For all their unquestionable importance, the Holocaust and the founding of the State of Israel now loom so large in modern Jewish history that we have mostly lost sight of the fact that they are only part of - and indeed reactions to - the central event of that history: emancipation. In this book, David Sorkin seeks to reorient Jewish history by offering the first comprehensive account in any language of the process by which Jews became citizens with civil and political rights in the modern world. Ranging from the mid-sixteenth century to the beginning of the twenty-first, Jewish Emancipation tells the ongoing story of how Jews have gained, kept, lost, and recovered rights in Europe, North Africa, the Middle East, the United States, and Israel.
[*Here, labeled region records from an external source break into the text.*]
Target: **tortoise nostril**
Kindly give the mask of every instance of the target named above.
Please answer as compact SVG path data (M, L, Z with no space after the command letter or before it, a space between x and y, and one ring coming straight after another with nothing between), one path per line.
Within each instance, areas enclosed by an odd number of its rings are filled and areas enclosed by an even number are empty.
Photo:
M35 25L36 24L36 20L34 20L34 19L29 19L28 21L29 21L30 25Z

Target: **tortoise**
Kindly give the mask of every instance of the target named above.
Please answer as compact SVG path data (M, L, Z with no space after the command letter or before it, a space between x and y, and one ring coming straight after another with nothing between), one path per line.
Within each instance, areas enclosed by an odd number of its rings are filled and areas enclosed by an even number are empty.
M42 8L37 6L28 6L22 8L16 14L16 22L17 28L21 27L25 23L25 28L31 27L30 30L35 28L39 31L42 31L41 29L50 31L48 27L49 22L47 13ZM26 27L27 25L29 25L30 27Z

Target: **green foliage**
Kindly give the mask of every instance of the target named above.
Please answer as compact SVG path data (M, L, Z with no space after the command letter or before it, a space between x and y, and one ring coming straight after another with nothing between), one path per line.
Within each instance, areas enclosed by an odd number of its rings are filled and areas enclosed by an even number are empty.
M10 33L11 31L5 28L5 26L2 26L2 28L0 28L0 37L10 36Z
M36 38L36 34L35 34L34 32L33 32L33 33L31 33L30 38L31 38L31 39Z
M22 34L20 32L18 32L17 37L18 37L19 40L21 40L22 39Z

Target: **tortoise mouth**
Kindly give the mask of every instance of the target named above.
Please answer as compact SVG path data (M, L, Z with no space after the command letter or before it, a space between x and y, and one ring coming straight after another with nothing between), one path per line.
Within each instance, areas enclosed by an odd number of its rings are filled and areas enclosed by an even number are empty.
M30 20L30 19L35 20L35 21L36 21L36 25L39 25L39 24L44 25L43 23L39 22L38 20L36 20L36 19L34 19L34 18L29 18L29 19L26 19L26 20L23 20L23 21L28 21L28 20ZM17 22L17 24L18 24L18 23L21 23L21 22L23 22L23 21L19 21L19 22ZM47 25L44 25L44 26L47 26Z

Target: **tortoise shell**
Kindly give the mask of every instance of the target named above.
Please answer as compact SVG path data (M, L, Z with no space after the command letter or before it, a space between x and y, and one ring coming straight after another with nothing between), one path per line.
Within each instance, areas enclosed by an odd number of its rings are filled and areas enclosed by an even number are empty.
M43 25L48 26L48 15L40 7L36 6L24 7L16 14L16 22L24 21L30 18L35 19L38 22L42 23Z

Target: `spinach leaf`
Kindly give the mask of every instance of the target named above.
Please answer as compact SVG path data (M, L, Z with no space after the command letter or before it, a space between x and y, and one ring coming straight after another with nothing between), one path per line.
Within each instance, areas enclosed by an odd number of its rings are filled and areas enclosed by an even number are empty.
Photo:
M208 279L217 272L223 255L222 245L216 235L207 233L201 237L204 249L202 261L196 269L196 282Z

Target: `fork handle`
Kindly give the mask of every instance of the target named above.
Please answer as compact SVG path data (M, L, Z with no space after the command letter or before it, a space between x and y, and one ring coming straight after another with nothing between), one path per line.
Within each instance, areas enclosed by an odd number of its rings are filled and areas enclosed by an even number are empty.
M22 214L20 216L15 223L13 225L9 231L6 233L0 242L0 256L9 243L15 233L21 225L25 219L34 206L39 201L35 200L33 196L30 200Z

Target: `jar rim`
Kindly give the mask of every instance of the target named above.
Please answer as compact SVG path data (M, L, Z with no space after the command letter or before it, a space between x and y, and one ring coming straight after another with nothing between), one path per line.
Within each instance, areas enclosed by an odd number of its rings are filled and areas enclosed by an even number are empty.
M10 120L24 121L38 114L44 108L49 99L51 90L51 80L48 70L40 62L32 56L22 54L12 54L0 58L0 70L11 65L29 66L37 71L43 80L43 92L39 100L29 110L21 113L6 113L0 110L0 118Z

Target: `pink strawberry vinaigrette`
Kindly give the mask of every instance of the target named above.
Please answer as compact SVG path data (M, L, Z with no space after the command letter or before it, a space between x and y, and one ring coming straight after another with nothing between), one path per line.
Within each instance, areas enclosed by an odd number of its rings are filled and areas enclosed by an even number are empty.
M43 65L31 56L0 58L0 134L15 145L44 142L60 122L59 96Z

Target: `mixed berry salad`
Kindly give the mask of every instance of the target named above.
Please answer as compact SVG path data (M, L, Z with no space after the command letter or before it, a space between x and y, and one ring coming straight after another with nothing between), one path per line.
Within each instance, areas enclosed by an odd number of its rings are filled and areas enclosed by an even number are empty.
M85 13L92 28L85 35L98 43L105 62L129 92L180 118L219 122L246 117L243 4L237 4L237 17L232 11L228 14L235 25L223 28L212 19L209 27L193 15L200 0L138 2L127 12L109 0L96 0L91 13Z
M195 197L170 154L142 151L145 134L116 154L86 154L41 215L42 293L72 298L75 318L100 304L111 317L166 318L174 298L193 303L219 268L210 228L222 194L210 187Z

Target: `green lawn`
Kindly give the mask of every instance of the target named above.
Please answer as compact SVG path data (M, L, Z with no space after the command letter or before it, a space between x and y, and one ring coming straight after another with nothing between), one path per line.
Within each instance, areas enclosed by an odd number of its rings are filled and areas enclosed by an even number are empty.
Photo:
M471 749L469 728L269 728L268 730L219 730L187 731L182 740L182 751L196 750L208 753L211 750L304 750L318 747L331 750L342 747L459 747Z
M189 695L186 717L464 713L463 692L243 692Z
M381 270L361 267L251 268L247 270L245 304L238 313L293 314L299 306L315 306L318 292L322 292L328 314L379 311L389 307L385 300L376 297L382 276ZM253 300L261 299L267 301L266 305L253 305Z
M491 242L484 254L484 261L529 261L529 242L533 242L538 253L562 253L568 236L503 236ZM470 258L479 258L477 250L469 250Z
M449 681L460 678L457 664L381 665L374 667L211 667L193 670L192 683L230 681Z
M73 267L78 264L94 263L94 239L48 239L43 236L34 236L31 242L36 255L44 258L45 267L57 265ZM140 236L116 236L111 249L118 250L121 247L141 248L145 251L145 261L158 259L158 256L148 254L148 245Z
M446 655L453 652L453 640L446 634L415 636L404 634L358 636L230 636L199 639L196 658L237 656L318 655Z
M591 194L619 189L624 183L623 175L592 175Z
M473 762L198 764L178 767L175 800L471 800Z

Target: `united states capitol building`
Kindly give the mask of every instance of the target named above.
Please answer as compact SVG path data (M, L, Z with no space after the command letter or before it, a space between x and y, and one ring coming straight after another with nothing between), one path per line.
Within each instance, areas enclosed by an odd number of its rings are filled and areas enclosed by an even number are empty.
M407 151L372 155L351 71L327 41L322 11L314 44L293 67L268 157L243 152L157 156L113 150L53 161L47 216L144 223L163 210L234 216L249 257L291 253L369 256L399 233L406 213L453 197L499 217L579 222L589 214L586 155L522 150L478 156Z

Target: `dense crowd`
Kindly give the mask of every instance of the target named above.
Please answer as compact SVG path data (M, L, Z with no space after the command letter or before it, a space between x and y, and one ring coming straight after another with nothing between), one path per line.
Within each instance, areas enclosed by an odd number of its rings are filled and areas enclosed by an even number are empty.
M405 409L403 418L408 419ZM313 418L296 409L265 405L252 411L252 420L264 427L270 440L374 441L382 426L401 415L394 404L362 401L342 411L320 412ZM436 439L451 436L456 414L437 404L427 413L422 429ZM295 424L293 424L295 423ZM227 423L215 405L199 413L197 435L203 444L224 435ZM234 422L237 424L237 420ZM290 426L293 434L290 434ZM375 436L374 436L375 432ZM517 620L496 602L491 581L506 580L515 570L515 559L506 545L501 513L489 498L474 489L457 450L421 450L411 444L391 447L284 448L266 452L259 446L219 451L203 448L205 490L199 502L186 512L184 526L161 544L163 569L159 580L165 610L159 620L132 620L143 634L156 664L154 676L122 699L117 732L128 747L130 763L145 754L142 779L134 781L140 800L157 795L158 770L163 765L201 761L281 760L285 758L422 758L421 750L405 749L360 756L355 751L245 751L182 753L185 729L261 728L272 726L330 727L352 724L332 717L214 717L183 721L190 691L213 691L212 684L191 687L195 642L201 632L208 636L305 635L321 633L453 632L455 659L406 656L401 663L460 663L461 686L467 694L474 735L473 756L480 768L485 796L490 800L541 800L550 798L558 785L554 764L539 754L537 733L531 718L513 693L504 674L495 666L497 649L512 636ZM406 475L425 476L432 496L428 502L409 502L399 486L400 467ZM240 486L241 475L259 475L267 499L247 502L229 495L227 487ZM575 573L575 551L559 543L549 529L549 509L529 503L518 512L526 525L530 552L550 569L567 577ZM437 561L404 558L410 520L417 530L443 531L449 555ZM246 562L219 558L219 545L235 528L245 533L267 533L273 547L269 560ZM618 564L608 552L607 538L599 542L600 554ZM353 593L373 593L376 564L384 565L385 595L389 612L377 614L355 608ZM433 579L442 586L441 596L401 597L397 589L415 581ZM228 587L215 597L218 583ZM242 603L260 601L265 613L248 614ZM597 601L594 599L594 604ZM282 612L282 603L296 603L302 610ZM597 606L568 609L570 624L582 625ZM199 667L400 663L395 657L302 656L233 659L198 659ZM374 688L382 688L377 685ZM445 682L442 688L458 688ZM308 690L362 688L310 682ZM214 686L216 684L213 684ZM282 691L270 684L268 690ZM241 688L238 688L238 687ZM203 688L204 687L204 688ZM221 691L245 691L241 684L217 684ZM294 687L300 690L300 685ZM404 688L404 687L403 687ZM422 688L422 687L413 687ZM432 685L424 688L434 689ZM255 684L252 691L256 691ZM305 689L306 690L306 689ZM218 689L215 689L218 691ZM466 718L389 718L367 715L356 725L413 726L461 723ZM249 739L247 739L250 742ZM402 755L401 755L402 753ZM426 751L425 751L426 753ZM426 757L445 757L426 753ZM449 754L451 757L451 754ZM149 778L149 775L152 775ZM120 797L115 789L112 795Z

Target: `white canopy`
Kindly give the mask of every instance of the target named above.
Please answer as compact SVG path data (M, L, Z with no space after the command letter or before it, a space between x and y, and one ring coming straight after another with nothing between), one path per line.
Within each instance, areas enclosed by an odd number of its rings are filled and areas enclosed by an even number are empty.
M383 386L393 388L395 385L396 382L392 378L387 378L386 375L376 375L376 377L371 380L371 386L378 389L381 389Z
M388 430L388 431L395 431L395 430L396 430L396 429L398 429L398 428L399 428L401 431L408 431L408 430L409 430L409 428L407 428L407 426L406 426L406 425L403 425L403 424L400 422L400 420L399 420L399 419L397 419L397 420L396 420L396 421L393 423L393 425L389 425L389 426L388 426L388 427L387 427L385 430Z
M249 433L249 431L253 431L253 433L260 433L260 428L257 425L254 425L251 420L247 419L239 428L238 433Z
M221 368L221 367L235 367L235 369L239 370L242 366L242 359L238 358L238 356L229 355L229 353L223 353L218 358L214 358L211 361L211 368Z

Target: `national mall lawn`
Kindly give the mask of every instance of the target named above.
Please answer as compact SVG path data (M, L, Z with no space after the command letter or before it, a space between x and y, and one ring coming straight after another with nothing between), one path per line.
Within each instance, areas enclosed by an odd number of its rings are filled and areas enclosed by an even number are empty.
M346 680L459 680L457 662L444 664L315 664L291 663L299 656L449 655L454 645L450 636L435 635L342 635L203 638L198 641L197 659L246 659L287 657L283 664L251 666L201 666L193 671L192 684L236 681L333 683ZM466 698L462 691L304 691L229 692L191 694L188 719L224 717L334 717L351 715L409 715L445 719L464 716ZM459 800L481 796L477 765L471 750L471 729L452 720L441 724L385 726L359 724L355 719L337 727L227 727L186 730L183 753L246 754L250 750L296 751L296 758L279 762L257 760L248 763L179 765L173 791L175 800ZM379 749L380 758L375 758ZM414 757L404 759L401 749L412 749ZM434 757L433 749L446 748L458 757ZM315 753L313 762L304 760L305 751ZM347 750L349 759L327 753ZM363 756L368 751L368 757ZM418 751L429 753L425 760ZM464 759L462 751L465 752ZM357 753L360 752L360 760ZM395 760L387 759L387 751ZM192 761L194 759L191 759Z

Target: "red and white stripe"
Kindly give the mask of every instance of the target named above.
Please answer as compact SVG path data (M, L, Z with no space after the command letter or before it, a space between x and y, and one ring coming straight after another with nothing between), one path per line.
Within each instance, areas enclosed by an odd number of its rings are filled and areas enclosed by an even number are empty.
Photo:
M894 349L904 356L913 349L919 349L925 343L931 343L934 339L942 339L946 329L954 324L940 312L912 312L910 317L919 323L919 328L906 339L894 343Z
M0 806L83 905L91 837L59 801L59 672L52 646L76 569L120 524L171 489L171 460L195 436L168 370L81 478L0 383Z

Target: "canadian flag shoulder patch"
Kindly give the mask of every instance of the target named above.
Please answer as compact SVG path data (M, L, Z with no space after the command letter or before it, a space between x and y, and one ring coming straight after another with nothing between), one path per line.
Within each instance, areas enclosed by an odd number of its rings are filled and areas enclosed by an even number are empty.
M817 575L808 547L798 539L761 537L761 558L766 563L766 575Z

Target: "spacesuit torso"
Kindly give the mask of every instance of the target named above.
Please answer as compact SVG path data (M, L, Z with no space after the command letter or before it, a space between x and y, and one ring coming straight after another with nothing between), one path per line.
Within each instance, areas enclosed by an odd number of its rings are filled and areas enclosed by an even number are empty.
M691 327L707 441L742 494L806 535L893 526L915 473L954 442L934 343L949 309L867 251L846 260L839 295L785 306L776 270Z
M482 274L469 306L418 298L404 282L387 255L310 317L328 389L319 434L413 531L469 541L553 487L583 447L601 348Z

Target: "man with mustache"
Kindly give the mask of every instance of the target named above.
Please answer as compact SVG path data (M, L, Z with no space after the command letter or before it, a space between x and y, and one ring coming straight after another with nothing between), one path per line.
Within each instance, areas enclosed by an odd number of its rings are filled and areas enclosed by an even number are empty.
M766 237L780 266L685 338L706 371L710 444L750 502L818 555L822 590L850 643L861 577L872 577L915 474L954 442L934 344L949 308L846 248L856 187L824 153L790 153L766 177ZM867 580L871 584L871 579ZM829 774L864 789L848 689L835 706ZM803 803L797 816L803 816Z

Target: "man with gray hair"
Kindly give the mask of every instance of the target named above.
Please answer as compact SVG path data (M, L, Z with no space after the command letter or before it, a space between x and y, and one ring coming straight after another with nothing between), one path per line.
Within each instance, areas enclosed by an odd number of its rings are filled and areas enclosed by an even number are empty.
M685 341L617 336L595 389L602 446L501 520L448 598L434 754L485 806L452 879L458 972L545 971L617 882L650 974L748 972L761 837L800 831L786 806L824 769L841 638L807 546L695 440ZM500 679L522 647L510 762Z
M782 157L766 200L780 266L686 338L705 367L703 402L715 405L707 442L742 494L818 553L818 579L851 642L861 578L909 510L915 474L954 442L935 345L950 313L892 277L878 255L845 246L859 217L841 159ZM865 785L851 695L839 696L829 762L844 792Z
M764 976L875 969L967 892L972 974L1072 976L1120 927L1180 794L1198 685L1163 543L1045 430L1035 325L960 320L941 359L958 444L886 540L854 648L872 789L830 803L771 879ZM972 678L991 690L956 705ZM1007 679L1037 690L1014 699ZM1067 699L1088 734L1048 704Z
Emancipation, Sorkin shows, was not a one-time or linear event that began with the Enlightenment or French Revolution and culminated with Jews’ acquisition of rights in Central Europe in 1867-71 or Russia in 1917. Rather, emancipation was and is a complex, multidirectional, and ambiguous process characterised by deflections and reversals, defeats and successes, triumphs and tragedies. For example, American Jews mobilised twice for emancipation: in the nineteenth century for political rights, and in the twentieth for lost civil rights. Similarly, Israel itself has struggled from the start to institute equality among its heterogeneous citizens.

By telling the story of this foundational but neglected event, Jewish Emancipation reveals the lost contours of Jewish history over the past half millennium.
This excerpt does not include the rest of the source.